DUAL-VAD: Dual Benchmarks and Anomaly-Focused Sampling for Video Anomaly Detection
This work addresses the need for more comprehensive benchmarks in surveillance and public safety, though it is incremental in nature.
The paper tackled the problem of limited benchmarks in Video Anomaly Detection by introducing a softmax-based frame allocation strategy for anomaly-focused sampling and constructing dual benchmarks for frame-level and video-level tasks, resulting in demonstrated improvements on UCF-Crime at both levels with clear advantages over baselines.
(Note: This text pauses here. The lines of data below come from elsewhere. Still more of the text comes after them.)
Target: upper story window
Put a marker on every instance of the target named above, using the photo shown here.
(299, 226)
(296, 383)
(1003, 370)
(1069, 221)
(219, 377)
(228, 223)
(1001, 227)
Video Anomaly Detection (VAD) is critical for surveillance and public safety. However, existing benchmarks are limited to either frame-level or video-level tasks, restricting a holistic view of model generalization. This work first introduces a softmax-based frame allocation strategy that prioritizes anomaly-dense segments while maintaining full-video coverage, enabling balanced sampling across temporal scales. Building on this process, we construct two complementary benchmarks. The image-based benchmark evaluates frame-level reasoning with representative frames, while the video-based benchmark extends to temporally localized segments and incorporates an abnormality scoring task. Experiments on UCF-Crime demonstrate improvements at both the frame and video levels, and ablation studies confirm clear advantages of anomaly-focused sampling over uniform and random baselines.